Faute de justifier du montant intégral de sa créance au regard des annotations qui figurent sur le décompte et qui rendent certaines prestations litigieuses, la société Fiorentini France ne peut prétendre obtenir le règlement de la somme totale sollicitée.
En revanche, c'est à bon droit qu'à titre subsidiaire, elle invoque la reconnaissance partielle de la dette par le conseil de la société AMS.
Il ressort en effet du courrier officiel adressé le 5 février 2019 par le conseil de la société AMS à celui de la société Fiorentini France (pièce n° 17) que celui-ci reconnaît expressément, déduction opérée par les soins de sa cliente des sommes qu'elle estime indues et des versements opérés, devoir la somme de 47 045,10 euros en précisant sur le décompte annoté qu'elle se reconnaît redevable de la somme de 12 088, 10 euros au titre des loyers et de celle de 34 957,00 euros au titre de frais divers.
La société AMS sera condamnée à payer à la société Fiorentini France, prise en la personne de son mandataire ad'hoc, la société ING.O.Fiorentini SpA, la somme de 47 045,10 euros qui produira intérêts au taux légal à compter de la mise en demeure dont il a été accusé réception le 8 mars 2019.

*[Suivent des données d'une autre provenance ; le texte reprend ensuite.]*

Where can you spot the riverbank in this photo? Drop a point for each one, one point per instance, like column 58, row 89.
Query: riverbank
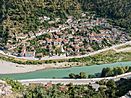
column 13, row 68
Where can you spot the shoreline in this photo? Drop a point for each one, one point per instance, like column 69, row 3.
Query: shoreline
column 8, row 68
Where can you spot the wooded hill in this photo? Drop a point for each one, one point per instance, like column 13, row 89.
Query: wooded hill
column 119, row 11
column 23, row 15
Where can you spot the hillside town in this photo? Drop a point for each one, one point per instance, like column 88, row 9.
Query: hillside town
column 72, row 38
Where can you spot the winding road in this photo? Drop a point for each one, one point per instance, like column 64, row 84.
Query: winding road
column 74, row 81
column 69, row 57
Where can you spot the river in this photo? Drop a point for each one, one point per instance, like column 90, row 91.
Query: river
column 64, row 72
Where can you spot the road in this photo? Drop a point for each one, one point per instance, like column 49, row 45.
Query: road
column 69, row 57
column 74, row 81
column 90, row 54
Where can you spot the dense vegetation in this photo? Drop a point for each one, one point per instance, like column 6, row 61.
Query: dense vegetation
column 102, row 58
column 18, row 16
column 106, row 72
column 119, row 11
column 107, row 89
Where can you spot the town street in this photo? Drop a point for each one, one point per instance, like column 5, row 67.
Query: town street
column 69, row 57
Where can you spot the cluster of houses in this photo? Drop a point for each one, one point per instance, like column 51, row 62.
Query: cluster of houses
column 4, row 89
column 75, row 37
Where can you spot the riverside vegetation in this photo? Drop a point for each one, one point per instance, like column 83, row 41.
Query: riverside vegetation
column 107, row 89
column 106, row 72
column 102, row 58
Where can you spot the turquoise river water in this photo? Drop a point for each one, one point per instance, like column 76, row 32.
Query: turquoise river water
column 64, row 72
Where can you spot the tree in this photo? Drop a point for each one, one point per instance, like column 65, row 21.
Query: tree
column 82, row 75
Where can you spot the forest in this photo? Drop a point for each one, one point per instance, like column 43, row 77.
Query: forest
column 117, row 11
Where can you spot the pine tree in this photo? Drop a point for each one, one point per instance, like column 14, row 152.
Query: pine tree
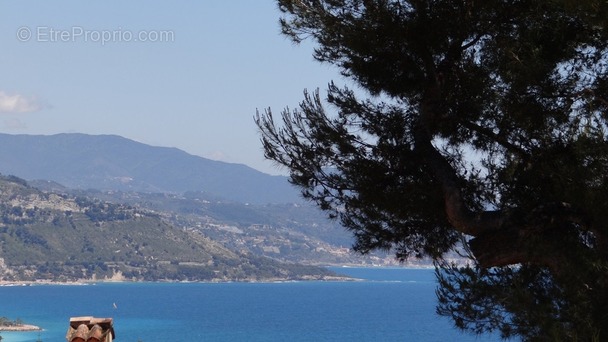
column 476, row 125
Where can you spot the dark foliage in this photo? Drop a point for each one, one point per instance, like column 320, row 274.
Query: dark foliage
column 485, row 122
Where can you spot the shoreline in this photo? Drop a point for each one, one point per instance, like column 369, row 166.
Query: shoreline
column 20, row 327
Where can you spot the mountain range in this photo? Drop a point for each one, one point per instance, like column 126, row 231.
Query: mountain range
column 110, row 162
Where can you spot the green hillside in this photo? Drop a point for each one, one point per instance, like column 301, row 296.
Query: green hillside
column 59, row 237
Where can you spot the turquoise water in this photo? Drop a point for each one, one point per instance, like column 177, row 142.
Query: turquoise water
column 390, row 305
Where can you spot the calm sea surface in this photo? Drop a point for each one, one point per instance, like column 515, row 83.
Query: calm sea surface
column 393, row 304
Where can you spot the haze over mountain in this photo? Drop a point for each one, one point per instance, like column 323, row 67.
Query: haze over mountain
column 110, row 162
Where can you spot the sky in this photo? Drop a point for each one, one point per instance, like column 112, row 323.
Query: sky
column 187, row 73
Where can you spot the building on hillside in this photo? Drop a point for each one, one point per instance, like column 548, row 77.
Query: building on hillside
column 90, row 329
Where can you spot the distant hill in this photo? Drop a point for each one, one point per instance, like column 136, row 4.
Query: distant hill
column 110, row 162
column 59, row 237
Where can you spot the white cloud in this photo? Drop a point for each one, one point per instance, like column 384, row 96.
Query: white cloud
column 14, row 124
column 17, row 103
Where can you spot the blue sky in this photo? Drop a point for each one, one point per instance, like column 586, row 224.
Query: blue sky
column 195, row 84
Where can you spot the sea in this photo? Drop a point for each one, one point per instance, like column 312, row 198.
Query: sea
column 387, row 304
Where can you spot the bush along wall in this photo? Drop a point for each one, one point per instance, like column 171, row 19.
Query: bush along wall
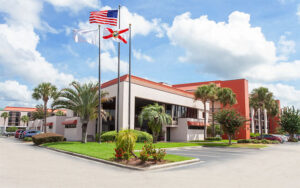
column 110, row 136
column 47, row 138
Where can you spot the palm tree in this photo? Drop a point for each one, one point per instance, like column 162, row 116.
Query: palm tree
column 25, row 119
column 156, row 116
column 83, row 100
column 206, row 93
column 45, row 91
column 5, row 115
column 260, row 99
column 226, row 97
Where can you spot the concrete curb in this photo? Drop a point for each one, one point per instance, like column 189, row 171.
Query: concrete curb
column 122, row 165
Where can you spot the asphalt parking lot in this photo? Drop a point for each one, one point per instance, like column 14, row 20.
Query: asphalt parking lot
column 212, row 155
column 24, row 165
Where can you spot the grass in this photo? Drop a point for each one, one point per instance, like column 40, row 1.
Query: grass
column 104, row 150
column 214, row 141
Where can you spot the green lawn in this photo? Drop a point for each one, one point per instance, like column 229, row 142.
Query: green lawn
column 103, row 150
column 213, row 141
column 106, row 150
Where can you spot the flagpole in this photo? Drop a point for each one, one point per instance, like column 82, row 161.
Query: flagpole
column 129, row 99
column 99, row 88
column 118, row 94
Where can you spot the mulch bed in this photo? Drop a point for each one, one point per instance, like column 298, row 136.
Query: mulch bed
column 136, row 162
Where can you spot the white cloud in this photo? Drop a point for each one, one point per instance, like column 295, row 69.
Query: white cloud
column 140, row 25
column 108, row 63
column 285, row 47
column 74, row 5
column 140, row 56
column 234, row 49
column 288, row 95
column 20, row 57
column 274, row 72
column 14, row 92
column 298, row 11
column 225, row 49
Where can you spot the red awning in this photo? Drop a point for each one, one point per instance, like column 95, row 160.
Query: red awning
column 196, row 123
column 70, row 122
column 49, row 124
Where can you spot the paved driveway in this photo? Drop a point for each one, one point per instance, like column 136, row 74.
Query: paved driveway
column 24, row 165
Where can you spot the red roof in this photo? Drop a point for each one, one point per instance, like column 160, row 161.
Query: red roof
column 27, row 109
column 70, row 122
column 150, row 84
column 196, row 123
column 49, row 124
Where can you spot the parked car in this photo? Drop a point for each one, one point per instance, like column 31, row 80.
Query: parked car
column 270, row 137
column 283, row 137
column 18, row 133
column 30, row 133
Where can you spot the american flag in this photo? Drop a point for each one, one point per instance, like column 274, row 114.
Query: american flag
column 104, row 17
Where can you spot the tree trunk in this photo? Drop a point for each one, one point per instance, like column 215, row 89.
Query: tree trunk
column 205, row 119
column 261, row 133
column 84, row 133
column 45, row 116
column 155, row 135
column 213, row 118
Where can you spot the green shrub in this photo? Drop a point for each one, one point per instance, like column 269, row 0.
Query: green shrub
column 110, row 136
column 243, row 141
column 144, row 156
column 28, row 139
column 253, row 135
column 47, row 138
column 214, row 138
column 11, row 129
column 293, row 140
column 125, row 141
column 149, row 148
column 275, row 142
column 159, row 154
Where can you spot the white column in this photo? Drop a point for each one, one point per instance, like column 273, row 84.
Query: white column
column 259, row 121
column 266, row 121
column 252, row 112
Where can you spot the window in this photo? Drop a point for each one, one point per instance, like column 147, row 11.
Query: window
column 70, row 126
column 195, row 127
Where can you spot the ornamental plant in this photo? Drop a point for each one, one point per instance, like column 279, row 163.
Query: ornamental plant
column 159, row 155
column 144, row 156
column 125, row 141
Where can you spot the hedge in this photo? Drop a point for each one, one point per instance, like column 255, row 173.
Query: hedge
column 11, row 129
column 110, row 136
column 214, row 138
column 254, row 141
column 47, row 138
column 27, row 139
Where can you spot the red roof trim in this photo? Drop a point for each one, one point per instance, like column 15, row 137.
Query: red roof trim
column 148, row 83
column 196, row 123
column 70, row 122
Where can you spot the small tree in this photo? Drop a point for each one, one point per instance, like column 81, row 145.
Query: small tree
column 25, row 119
column 82, row 99
column 230, row 121
column 290, row 121
column 60, row 113
column 156, row 117
column 39, row 112
column 45, row 91
column 5, row 115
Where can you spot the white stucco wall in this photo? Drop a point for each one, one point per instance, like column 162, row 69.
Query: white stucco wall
column 57, row 127
column 149, row 94
column 75, row 134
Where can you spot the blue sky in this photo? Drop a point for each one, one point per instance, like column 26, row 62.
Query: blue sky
column 173, row 41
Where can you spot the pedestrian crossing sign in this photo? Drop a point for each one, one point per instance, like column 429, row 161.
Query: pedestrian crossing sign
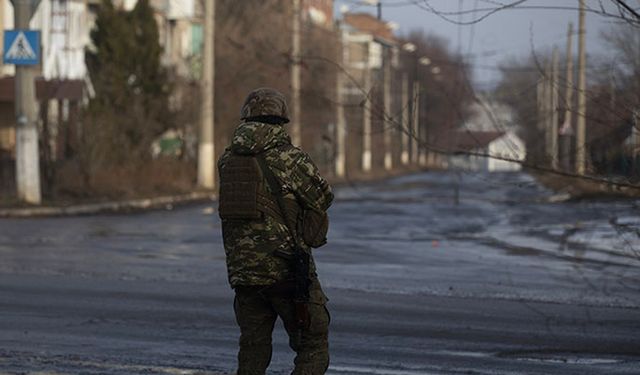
column 21, row 47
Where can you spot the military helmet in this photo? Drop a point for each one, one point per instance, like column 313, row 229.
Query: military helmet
column 265, row 101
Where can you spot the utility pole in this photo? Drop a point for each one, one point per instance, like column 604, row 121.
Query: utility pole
column 581, row 143
column 341, row 128
column 415, row 122
column 386, row 129
column 27, row 152
column 567, row 128
column 541, row 119
column 296, row 74
column 206, row 146
column 366, row 118
column 404, row 157
column 553, row 129
column 422, row 150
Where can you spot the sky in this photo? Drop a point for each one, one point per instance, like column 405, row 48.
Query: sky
column 502, row 35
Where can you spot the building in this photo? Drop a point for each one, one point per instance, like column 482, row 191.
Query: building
column 320, row 12
column 488, row 140
column 371, row 60
column 64, row 27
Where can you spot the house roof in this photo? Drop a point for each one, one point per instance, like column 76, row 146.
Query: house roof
column 369, row 24
column 470, row 140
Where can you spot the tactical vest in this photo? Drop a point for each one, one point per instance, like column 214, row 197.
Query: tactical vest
column 244, row 196
column 243, row 191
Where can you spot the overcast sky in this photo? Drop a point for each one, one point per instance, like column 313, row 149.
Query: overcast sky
column 504, row 34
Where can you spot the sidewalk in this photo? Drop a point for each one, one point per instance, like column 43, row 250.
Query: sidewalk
column 108, row 207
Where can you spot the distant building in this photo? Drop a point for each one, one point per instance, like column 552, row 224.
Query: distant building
column 320, row 12
column 368, row 44
column 180, row 29
column 64, row 27
column 471, row 151
column 488, row 141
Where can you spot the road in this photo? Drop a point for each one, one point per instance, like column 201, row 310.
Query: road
column 503, row 282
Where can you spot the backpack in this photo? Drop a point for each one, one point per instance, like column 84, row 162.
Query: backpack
column 244, row 196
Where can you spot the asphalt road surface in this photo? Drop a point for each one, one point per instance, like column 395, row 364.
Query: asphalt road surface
column 503, row 282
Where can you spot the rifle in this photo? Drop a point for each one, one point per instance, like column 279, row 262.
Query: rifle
column 301, row 257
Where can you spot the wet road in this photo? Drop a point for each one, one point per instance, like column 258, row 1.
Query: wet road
column 501, row 283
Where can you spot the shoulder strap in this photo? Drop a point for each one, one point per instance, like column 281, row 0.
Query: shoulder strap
column 276, row 190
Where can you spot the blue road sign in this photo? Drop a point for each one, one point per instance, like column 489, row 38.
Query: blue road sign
column 21, row 47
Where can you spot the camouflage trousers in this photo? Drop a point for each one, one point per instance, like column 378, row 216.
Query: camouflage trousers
column 256, row 313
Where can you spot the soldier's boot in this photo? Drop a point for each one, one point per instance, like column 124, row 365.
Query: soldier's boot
column 256, row 320
column 311, row 344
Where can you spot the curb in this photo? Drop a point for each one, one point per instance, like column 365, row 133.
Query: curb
column 107, row 207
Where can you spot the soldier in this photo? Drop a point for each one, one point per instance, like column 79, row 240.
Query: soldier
column 270, row 193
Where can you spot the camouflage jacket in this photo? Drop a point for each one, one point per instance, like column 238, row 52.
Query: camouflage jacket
column 250, row 245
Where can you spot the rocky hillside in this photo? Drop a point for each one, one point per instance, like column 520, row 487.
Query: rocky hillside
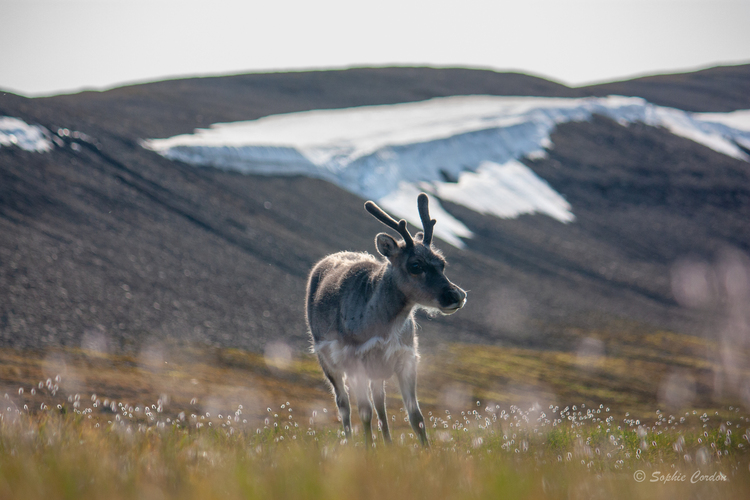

L'article 700 du code de procédure civile :
En équité, il sera alloué à la société Fiorentini France, prise en la personne de son mandataire ad'hoc, la société ING.O.Fiorentini SpA, la somme de 3 000 euros.
Succombant en ses prétentions, la société AMS ne peut prétendre à une indemnité à ce titre.
Les dépens :
La société AMS sera condamnée aux dépens de première instance et d'appel.
PAR CES MOTIFS':
Statuant publiquement et par arrêt contradictoire ;
Infirme le jugement rendu le 16 novembre 2021 par le tribunal de commerce de Reims.
Statuant à nouveau ;
Dit que la société Fiorentini France prise en la personne de son mandataire ad'hoc, la société ING.O.Fiorentini SpA, a capacité d'ester en justice.
Condamne la société Action Multi Services (AMS) à payer à la société Fiorentini France, prise en la personne de son mandataire ad'hoc, la société ING.O.Fiorentini SpA, la somme de 47 045,10 euros avec intérêts au taux légal à compter du 8 mars 2019.
Condamne la société Action Multi Services (AMS) à payer à la société Fiorentini France, prise en la personne de son mandataire ad'hoc, la société ING.O.Fiorentini SpA, la somme de 3 000 euros sur le fondement de l'article 700 du code de procédure civile.
Déboute la société Action Multi Services (AMS) de sa demande à ce titre.
Condamne la société Action Multi Services (AMS) aux dépens de première instance et d'appel.